90% of the time I made it to the first break with well over the average stack, so why was I generally arriving short at the final table? I decided the problem was I was playing the second last table too cautiously and tightly, concentrating too much on hanging in there until the final table (and the bubble burst). So my new year's resolution was to take much more risks on the second last table with a view to getting a big stack, which I seem to play better late on in tournaments than the short stack.

So in short, I'm quite happy to stick all my chips in if I think there's a decent chance my opponent will fold or call with a worse hand, and at worst I'm probably in a race if he calls.

Anyway, turns out Willie has just about the best possible hand I could have put him on: jacks. He has a long dwell and decides I couldn't be making this move with Aces or Kings (not quite accurate: I did it with both aces and kings at the final table in Drogheda), so decides to put me on either queens or ace/king, and eventually makes a great call. He wins the race: c'est la vie. Next hand, down to 5K, it's folded round to my Q-10s in the SB, I'm all in, and the big blind calls with A4o. I lose and in two hands I've gone from almost chip leader to out.

Then tonight in the Sporting Emporium, sameish story, second last table, up from 7.5K starting to 30K thanks to some very solid play and some great (if I do say so myself) soul reads. Probably the best I've played since Drogheda, don't think I made a single mistake, and made some great reads and was picking up on physical tells all over the shop which allowed me to make a couple of hero calls.

Blinds are 400/800, antes 50, I'm playing 30K when the only bigger stack at the table playing about 40K raises 3 BB UTG. Folded to me in the BB, I have AQ, I think about reraising to define my hand, but any decent raise is quarter my stack, and besides, I know the guy has a hand because he's a solid tight player. I figure he has a medium to high pair, or AK, or at a stretch AQ. So I decide I'll just call, keep the pot small, and make a decision on the flop. I've successfully read the guy every hand we've played so far so I'm confident I'll be able to figure out where I am, even out of position.

Flop is A65. The two rags are spades, I don't have a spade, but I figure that's immaterial. He doesn't have trips and if he's on the spade draw, so be it.

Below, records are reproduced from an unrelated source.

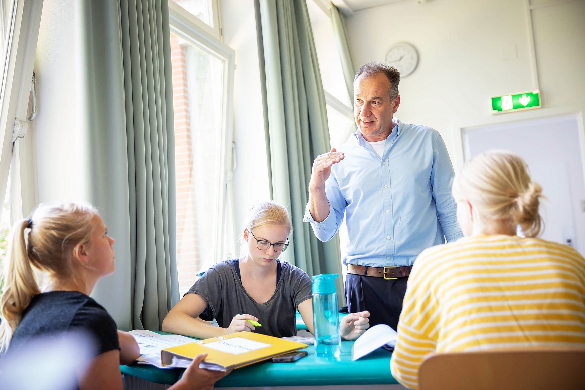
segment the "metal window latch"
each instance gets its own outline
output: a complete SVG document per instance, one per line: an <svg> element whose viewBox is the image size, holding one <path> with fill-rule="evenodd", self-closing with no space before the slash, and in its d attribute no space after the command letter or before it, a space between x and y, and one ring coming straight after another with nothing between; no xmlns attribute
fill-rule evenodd
<svg viewBox="0 0 585 390"><path fill-rule="evenodd" d="M29 123L26 120L20 120L18 118L14 119L14 130L12 131L12 142L19 138L24 138L26 130L29 129Z"/></svg>
<svg viewBox="0 0 585 390"><path fill-rule="evenodd" d="M36 105L36 93L35 87L36 85L36 78L35 77L35 72L33 72L33 78L30 80L30 94L33 96L33 112L26 120L21 120L16 117L14 119L14 127L12 130L12 143L16 141L19 138L24 138L26 135L26 132L29 129L28 121L33 120L36 117L37 105Z"/></svg>

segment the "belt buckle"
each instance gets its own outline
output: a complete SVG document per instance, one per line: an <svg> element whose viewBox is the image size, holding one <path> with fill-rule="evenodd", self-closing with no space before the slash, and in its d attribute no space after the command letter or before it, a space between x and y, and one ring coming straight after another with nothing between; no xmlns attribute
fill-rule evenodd
<svg viewBox="0 0 585 390"><path fill-rule="evenodd" d="M398 279L398 278L387 278L386 277L386 268L398 268L397 265L392 265L392 266L388 265L388 266L384 267L384 270L382 271L382 276L384 277L384 278L386 280L395 280L395 279Z"/></svg>

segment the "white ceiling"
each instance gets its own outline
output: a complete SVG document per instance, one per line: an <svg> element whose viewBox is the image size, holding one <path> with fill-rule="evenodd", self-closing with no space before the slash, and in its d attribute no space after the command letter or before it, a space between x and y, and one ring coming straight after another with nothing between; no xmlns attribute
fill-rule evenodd
<svg viewBox="0 0 585 390"><path fill-rule="evenodd" d="M345 11L344 13L353 13L355 11L364 8L405 1L407 0L331 0L331 2Z"/></svg>

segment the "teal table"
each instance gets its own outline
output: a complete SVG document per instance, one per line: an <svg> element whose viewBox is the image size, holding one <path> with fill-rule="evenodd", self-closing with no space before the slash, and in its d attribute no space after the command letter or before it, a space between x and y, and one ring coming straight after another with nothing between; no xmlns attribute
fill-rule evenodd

I check, he bets 4K, I call, figuring I'll check the turn no matter what comes, see what he does, and see if I can read him. If he bets big again he probably has AK. If he has a pair and doesn't hit his set, I think he'll check behind me.

I hit my bingo card on the turn, the Queen, and check. He bets 7.5K. I'm now 99.9% certain he has AK, so I move all in. He says something about being pot committed so he's calling even though he thinks he's behind, which he is because my read is spot on again, he has AK (with no spade). All well and good, until he hits his king on the river and I'm out. That's poker, baby. Again, if I'd won that pot, I'd have been in a commanding position with over 20% of the chips in the entire tournament, and almost half the chips at the table.

I was surprisingly philosophical about it all. I don't really have a problem accepting suck outs or the luck element in tournament poker. As my brother says, good players can only be unlucky as they always get it in ahead, though that's not entirely true since to win 3 70/30's in succession (as I did in Drogheda) is just as lucky as to win one 30/70. So long as I've gone out playing well, I'm happy I've done my job. If I go out to a mistake, it's much worse and the cat gets kicked (or would do if I had a cat). I know I'm still learning and have room for improvement at this game I took up less than a year ago, but my recent performances give me hope that more big results like Drogheda aren't too far away.

By the way, the reason I called this post "The slump continues" is that I realised I'm in the middle of my worst ever cashes/tournament run: only 1 cash in the last 10! Lucky for me it was the right 1 though. I'm putting the "slump" down to statistical clumping and some short-term pain from my new more aggressive second last table strategy which I think will pay dividends in the longer term.

I know, I know: this post has just been one long "I keep losing but I'm still not a bad player, dammit Jessie!" post.